Re: definition of "unlinkable data" in the Compliance spec from David Wainberg on 2012-09-22 (public-tracking@w3.org from September 2012)

From: David Wainberg <david@networkadvertising.org>
Date: Sat, 22 Sep 2012 15:24:00 -0400
To: Joseph Lorenzo Hall <joe@cdt.org>
CC: Shane Wiley <wileys@yahoo-inc.com>, Ed Felten <ed@felten.com>, "Grimmelmann, James" <James.Grimmelmann@nyls.edu>, "<public-tracking@w3.org>" <public-tracking@w3.org>
Message-ID: <505E1050.10205@networkadvertising.org>
One thing that strikes me as odd about this discussion is the 
possibility we might apply higher standards for information security on 
third party advertising businesses who hold anonymous/pseudonymous 
interest data than we do on other parties who have true PII or other 
more sensitive data. How much effort is it reasonable to require to 
protect against data breach for anonymous/pseudonymous data used for 
online advertising? Or, to put it another way, given the limited value 
of the data, how likely is it to be breached and misused? I agree that 
some effort at protecting it is needed, we as always we need to tune the 
level of security based on the cost and the risk. Absolute security 
seems unwarranted, unreasonable, and infeasible in this case. What Shane 
has been proposing seems very reasonable and feasible for real-world 
application.

On 9/22/12 1:31 PM, Joseph Lorenzo Hall wrote:
> We've seen numerous examples lately of data breaches where salted, 
> hashed data with a small input space have been "unhashed", revealing 
> sensitive information. While you tend to think in terms of IPv6, we 
> need to have some notion of what is good enough (technically or via 
> policy) and when we need to reevaluate this with changes in things 
> that tend to increas linkability (computational power, bankruptcy that 
> might provide incentives for de-silo'ing).
>
> Ed is probably not well described as an advocate, but I get your gist.
>
> best, Joe
>
> -- 
> Joseph Lorenzo Hall
> Senior Staff Technologist
> Center for Democracy & Technology
> https://www.cdt.org/
>
> On Sep 22, 2012, at 12:42, Shane Wiley <wileys@yahoo-inc.com 
> <mailto:wileys@yahoo-inc.com>> wrote:
>
>> Ed,
>>
>> Not “easy” if the salt/key is strongly protected and/or 
>> rotated/destroyed on a regular basis.  A dictionary attack requires 
>> either the raw data or access to the salt key – neither of which 
>> should be made easy/possible.  I tend to see the IP Address issue 
>> through the lens of IPv6 these days which further creates barriers to 
>> what you position as “easy to recover”.
>>
>> The advocacy side of the group tends to lean towards absolutist terms 
>> and solutions – the real world isn’t that easy even if it feels that 
>> way in a classroom or a small lab.
>>
>> - Shane
>>
>> *From:*Ed Felten [mailto:ed@felten.com]

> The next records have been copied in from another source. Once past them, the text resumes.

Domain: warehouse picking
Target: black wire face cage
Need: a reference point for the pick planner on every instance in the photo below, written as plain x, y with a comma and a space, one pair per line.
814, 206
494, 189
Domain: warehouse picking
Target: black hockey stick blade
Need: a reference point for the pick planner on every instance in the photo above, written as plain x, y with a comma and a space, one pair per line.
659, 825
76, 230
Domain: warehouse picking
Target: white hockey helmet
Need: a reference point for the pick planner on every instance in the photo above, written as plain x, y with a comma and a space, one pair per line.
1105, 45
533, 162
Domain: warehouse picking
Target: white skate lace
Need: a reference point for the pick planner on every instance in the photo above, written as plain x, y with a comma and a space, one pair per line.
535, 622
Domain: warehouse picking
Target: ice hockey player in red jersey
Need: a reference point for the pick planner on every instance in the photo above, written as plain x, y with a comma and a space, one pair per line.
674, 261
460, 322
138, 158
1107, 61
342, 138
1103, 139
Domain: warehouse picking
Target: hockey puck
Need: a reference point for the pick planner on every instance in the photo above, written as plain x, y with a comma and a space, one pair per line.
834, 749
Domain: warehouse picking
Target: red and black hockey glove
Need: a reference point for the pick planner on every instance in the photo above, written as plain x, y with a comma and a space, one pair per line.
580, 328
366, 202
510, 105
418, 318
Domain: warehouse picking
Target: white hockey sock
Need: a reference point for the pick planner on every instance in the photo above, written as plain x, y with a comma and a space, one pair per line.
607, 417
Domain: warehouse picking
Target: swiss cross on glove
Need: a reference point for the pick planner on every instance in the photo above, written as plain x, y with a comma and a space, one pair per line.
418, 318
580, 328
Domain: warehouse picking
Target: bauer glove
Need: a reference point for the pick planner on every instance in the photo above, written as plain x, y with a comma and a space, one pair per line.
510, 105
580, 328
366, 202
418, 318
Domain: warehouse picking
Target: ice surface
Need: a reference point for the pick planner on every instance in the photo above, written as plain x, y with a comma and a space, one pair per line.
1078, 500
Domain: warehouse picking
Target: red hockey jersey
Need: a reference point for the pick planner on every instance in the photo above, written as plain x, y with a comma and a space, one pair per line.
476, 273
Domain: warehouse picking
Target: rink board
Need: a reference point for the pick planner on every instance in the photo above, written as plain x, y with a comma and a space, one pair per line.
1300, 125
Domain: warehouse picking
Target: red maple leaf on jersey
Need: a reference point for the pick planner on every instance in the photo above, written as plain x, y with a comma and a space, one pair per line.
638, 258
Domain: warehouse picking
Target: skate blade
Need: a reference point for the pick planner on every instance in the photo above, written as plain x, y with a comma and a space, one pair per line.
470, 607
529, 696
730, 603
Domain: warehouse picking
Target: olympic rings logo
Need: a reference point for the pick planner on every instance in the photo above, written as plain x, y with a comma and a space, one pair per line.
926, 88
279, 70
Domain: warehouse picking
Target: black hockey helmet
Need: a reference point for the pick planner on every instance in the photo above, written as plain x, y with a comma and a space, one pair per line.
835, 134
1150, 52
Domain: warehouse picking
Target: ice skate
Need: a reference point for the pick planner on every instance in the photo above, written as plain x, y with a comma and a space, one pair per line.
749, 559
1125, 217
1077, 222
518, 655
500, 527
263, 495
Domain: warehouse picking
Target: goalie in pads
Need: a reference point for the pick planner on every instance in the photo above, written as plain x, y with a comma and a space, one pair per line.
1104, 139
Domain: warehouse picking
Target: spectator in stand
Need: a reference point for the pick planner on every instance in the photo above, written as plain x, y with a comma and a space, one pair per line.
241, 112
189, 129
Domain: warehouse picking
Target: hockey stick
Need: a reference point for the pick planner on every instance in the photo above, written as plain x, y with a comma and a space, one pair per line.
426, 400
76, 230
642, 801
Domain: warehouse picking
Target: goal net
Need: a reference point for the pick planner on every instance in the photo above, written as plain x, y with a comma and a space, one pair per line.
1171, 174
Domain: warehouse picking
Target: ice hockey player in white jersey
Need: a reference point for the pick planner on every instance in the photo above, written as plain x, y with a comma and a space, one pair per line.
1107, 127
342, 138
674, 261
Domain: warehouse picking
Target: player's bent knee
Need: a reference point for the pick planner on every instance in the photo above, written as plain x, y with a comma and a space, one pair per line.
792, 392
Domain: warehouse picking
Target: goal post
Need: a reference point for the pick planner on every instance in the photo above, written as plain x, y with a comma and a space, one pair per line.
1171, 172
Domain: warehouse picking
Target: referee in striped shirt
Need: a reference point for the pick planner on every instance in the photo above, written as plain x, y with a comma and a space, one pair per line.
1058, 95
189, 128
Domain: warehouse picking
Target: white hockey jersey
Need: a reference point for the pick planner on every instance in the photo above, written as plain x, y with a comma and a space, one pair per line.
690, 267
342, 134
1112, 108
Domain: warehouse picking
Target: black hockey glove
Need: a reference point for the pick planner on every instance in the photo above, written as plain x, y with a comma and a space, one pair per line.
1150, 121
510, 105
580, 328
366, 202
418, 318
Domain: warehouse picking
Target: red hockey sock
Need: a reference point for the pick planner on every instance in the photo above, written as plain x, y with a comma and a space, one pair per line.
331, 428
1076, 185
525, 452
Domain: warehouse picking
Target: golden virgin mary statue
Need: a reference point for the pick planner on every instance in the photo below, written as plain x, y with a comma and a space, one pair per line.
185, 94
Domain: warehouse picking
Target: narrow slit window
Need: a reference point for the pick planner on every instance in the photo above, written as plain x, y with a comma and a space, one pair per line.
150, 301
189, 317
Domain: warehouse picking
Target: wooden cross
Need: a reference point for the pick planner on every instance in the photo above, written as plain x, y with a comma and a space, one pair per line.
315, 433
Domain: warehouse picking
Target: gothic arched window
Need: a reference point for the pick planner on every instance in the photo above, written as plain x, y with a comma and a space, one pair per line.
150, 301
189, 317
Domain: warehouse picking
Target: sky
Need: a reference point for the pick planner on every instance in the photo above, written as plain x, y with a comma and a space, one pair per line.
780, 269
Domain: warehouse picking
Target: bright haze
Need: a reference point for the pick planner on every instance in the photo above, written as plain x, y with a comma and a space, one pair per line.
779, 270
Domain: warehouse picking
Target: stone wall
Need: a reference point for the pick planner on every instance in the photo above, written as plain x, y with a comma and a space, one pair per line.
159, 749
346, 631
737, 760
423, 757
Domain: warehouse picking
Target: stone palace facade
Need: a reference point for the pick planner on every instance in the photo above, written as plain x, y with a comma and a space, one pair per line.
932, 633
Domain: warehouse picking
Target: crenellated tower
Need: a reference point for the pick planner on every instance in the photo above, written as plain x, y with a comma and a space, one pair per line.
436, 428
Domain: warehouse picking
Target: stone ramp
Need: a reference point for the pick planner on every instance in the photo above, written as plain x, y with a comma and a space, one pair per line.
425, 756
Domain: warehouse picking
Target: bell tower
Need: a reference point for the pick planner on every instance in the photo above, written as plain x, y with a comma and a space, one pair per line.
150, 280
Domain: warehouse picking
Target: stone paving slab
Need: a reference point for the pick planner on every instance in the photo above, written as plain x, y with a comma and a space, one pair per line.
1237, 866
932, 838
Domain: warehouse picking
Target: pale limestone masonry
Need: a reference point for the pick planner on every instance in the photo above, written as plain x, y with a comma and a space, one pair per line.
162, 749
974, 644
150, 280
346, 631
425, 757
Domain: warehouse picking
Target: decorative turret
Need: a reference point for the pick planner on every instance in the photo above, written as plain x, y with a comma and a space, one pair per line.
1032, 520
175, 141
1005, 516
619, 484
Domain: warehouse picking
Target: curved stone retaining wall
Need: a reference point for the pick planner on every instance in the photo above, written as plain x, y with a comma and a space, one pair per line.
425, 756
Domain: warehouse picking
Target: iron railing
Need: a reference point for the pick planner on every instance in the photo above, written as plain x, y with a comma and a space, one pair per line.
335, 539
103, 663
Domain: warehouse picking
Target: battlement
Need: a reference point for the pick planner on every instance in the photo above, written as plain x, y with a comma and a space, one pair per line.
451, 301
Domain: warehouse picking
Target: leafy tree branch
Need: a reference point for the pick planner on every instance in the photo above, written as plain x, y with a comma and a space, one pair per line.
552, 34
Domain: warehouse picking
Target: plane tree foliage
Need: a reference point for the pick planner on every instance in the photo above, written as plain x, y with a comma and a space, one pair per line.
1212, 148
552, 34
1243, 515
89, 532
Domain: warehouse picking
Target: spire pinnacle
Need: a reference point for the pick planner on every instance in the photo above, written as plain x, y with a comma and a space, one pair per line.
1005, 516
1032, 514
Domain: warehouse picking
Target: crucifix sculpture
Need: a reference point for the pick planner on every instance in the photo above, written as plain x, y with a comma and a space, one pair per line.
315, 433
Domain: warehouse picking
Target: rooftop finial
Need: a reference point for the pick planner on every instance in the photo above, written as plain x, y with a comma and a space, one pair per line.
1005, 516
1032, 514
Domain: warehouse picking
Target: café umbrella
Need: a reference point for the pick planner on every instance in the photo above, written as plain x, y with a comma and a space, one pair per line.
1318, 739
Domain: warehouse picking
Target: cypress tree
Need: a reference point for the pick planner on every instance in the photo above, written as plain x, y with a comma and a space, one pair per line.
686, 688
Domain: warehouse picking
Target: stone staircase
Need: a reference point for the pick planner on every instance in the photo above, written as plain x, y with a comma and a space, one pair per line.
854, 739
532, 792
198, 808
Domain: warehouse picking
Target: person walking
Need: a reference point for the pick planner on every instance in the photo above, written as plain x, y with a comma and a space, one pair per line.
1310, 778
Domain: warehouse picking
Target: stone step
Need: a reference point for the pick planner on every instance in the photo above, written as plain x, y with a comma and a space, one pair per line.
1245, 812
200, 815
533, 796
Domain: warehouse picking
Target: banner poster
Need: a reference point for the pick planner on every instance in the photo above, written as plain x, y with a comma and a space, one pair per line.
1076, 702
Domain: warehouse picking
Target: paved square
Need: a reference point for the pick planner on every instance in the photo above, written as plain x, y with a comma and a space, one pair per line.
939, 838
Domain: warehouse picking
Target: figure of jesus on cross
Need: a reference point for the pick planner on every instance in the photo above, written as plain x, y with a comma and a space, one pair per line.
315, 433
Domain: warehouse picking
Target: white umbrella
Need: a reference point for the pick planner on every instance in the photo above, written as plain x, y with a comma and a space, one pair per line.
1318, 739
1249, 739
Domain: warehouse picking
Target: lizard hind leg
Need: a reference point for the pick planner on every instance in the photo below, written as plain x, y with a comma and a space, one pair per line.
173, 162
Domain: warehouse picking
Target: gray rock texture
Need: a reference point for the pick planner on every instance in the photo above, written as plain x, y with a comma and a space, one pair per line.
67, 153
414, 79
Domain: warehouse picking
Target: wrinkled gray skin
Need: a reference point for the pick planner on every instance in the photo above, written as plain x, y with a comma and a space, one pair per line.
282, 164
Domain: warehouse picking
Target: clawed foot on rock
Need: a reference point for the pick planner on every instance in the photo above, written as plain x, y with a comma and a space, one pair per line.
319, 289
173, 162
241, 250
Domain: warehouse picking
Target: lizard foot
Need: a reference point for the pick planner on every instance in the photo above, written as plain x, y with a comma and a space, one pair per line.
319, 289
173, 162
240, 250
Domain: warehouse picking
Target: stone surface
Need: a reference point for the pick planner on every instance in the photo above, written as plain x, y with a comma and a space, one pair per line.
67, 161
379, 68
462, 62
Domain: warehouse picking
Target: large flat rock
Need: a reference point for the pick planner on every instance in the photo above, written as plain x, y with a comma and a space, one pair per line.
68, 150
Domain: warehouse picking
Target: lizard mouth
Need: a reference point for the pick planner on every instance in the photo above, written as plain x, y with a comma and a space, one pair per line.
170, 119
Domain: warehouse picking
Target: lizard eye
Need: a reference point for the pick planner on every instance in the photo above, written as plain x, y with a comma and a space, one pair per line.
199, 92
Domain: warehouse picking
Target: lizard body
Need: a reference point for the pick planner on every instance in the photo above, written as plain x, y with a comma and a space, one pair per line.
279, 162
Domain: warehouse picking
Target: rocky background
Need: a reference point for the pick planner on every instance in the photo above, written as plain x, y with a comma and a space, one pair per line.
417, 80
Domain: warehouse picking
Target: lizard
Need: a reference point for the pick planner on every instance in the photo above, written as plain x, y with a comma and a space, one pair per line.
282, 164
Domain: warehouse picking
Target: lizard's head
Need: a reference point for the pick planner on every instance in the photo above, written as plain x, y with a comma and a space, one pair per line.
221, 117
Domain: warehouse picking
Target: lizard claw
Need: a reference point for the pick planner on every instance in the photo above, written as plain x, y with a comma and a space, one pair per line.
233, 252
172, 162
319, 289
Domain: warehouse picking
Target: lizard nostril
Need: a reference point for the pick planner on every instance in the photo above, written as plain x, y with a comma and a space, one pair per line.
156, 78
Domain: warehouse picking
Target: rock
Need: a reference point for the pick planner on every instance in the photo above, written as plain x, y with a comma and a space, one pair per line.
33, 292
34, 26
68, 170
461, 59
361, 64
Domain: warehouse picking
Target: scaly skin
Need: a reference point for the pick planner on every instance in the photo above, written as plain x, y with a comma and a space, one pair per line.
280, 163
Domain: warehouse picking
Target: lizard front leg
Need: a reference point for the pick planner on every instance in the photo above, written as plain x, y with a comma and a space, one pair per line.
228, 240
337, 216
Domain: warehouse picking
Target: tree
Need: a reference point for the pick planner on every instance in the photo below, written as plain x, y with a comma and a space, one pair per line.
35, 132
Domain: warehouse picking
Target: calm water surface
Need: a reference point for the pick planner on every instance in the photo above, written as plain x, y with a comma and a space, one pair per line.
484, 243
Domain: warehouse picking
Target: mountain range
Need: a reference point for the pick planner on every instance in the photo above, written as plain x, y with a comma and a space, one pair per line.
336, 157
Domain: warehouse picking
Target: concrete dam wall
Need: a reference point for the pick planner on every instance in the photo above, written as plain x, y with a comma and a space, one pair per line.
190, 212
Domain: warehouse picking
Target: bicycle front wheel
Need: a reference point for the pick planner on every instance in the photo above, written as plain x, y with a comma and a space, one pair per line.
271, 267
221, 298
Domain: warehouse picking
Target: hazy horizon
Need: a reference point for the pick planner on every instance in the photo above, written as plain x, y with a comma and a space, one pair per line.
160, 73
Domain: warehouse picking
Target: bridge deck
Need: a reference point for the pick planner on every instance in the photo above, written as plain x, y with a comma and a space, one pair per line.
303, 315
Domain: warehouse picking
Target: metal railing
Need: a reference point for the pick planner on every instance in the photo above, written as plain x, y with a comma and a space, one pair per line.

>> *Sent:* Saturday, September 22, 2012 5:30 AM
>> *To:* Shane Wiley
>> *Cc:* Grimmelmann, James; <public-tracking@w3.org 
>> <mailto:public-tracking@w3.org>>
>> *Subject:* Re: definition of "unlinkable data" in the Compliance spec
>>
>> It's easy to recover hashed IP addresses if they're hashed as a whole 
>> (and not per-octet).   An straightforward dictionary attack will work 
>> against all IPv4 addresses.  Even a dumb brute-force search over the 
>> entire 32-bit space is feasible.  IPv6 is a bit more 
>> complicated--some will be recoverable and some won't, depending on 
>> details of address allocation.
>>
>> On Fri, Sep 21, 2012 at 1:16 PM, Shane Wiley <wileys@yahoo-inc.com 
>> <mailto:wileys@yahoo-inc.com>> wrote:
>>
>> Ed,
>>
>> I disagree with the concept of “easy to recover” as I’m not 
>> suggesting hashing the individual octets but rather the entire IP 
>> Address (not a single octet or individualized octet hashing) – 
>> especially as you apply this to IPv6.  With the appropriate level of 
>> access to raw and hashed datasets, the necessary tools, and the 
>> intent, some anonymization schemes can be hacked (dictionary attacks 
>> being the most straight forward).  I don’t believe the goal here is 
>> an absolutist one (aka “completed destruction of identifiers”) and 
>> that is why “commercially reasonable” is the appropriate outcome.
>>
>> - Shane
>>
>> *From:*Ed Felten [mailto:ed@felten.com <mailto:ed@felten.com>]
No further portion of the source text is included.